What’s the most important lesson music has taught you so far?
That life is fleeting. Too many people waste time, or worse—spend it listening to the wrong voices. There’s always someone ready to tell you what you can’t do or why you shouldn’t try. Don’t listen to them. If there’s a song burning in your chest, write it. If there’s a dream tugging at your sleeve, chase it. Time itself is everlasting, but nothing outlasts time. So make your mark while you can, and make it honest.
What is a dream venue or festival you would love to perform at?
Man, I would’ve loved to play one of those old Volunteer Jams that Charlie Daniels used to put on back in Tennessee. Those weren’t just concerts—they were family reunions for the soul of Southern music. Every artist came to play, jam, and leave it all out there on stage. Another dream spot would’ve been The Fillmore West—the energy, the history, the ghosts of everyone who ever poured their heart into a song on that stage. That’s the kind of place where music isn’t just performed—it lives.
If you could collaborate with any artist, past or present, who would it be and why?

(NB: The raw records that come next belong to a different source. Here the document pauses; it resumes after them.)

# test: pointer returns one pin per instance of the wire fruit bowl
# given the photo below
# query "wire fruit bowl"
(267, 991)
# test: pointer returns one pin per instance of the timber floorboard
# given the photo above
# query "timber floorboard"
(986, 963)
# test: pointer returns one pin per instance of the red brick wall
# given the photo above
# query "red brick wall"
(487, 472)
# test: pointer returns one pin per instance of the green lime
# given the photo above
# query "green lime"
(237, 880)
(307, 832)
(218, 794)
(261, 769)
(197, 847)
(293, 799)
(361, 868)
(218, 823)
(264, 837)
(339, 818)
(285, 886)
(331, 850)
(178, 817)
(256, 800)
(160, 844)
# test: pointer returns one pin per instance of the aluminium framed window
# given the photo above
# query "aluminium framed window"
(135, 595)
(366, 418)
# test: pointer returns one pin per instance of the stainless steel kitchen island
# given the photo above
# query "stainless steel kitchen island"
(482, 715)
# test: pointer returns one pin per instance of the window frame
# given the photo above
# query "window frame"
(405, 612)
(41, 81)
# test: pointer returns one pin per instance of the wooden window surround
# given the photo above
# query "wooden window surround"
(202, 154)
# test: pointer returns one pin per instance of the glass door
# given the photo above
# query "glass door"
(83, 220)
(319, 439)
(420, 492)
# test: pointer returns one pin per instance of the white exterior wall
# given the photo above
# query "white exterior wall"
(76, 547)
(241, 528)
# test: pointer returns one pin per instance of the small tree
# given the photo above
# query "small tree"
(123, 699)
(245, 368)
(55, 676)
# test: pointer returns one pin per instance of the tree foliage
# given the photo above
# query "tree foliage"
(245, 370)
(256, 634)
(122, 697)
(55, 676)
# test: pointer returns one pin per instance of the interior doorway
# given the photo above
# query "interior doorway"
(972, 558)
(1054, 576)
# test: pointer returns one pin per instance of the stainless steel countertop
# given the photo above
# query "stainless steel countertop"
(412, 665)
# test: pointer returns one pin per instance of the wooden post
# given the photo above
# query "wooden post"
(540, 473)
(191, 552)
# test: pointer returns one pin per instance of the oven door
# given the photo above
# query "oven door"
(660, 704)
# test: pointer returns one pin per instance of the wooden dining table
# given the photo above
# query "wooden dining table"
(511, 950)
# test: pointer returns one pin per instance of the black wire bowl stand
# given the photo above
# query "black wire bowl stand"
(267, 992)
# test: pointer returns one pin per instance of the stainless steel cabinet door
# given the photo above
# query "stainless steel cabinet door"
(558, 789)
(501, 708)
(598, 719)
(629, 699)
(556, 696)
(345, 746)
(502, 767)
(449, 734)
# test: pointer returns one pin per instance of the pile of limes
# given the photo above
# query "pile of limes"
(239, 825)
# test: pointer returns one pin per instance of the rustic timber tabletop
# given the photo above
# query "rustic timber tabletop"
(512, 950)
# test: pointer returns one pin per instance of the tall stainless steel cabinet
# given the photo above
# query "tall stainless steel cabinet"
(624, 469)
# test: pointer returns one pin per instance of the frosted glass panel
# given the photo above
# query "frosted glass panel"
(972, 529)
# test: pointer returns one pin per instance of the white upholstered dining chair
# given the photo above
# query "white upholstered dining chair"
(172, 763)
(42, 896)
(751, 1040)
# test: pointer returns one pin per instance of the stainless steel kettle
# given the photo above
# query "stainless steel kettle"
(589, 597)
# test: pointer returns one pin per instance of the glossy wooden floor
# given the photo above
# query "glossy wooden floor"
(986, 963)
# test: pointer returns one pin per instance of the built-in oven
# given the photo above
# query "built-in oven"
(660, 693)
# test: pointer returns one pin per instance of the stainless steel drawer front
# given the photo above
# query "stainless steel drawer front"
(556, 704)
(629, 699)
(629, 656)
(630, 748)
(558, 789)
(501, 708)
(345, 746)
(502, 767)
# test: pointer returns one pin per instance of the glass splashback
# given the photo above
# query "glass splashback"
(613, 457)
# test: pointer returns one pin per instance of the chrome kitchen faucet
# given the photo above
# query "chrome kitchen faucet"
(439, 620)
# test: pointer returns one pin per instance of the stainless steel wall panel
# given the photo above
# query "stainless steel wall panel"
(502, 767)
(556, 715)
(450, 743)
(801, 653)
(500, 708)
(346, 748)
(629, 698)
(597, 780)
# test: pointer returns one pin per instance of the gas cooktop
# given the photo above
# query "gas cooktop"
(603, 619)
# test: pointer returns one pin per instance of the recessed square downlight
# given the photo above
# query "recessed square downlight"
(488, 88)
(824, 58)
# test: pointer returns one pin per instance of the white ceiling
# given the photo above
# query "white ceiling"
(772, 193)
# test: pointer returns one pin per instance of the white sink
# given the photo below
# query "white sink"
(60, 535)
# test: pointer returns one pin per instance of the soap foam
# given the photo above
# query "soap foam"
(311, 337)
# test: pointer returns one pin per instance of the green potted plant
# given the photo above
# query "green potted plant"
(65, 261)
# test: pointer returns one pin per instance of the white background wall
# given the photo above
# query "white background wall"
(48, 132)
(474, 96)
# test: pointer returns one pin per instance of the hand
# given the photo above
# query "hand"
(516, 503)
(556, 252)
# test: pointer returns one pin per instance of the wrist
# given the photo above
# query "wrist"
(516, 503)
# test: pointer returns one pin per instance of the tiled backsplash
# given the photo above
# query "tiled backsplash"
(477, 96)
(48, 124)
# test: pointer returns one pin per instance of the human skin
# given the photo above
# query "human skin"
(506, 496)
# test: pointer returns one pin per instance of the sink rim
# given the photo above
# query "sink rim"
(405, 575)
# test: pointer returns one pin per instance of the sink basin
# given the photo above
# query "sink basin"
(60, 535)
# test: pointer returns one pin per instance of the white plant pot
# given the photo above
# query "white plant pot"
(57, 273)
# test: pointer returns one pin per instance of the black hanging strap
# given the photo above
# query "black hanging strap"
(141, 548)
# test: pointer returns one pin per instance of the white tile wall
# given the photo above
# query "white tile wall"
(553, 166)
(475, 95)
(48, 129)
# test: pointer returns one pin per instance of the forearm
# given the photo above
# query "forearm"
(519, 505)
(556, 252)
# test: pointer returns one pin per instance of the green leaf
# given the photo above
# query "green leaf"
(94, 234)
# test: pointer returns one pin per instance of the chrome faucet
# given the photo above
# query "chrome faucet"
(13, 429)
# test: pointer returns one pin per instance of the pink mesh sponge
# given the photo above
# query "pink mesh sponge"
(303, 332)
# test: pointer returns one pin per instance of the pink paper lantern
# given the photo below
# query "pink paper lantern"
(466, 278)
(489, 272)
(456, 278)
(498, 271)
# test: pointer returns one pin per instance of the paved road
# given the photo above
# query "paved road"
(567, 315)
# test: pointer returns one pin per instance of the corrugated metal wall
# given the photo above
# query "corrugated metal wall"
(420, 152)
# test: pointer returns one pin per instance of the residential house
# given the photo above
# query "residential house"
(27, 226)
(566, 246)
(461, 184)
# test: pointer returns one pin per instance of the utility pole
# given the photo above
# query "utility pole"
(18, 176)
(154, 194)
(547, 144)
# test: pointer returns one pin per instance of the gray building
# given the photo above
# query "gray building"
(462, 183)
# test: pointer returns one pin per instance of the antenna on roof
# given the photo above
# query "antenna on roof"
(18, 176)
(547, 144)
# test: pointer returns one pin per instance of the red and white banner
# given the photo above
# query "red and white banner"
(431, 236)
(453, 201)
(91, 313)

From the past, it’d have to be Ronnie Van Zant of Lynyrd Skynyrd. That man could write a song that made you feel exactly what he was feeling. There was no smoke and mirrors—just truth. He had this uncanny way of saying something simple that hit like scripture, and that’s rare. As for the present, I’d go with HARDY. The guy’s a songwriting machine and a creative risk-taker. I love how he blends genres—country, rock, even metal—without losing his identity. He reminds me that there’s still room for bold ideas in country music.
Where can our listeners follow and support your music?
You can find Stateline Saints anywhere you stream or scroll.
Website: https://StatelineSaints.com
Spotify / Apple Music: Just search Stateline Saints
Socials: @StatelineSaints on Instagram, TikTok, and Facebook
All Links in One Place: https://linktr.ee/StatelineSaints
Radio home: https://kickinkountry101.com — where I host Mornings with Doc and spin the best in real country and indie Southern sounds.
Looking toward the future, what’s your dream for the next chapter of your musical journey?
Honestly, I just want my music to go further than where I started it. I’ve already lived the dream of writing, recording, and putting it out there—but the next step for me would be hearing someone else breathe new life into one of my songs. If another artist picked up one of my tracks and made it their own, that’d be the ultimate full-circle moment. That’s the dream—to create something that keeps living and connecting long after it’s left my hands.
What do you hope listeners will discover about you along the way?
That it’s honest—every single line. These songs are my life, and I always want that to come through. That’s what I love about bands like Blackberry Smoke—it’s real. No filters, no pretense, just truth wrapped in melody. I only write about what I know. If it didn’t happen to me, or I didn’t feel it deep down, it doesn’t make it into a song. I think people can hear the difference when something’s genuine, and that’s all I ever want my music to be—real, honest, and lived in.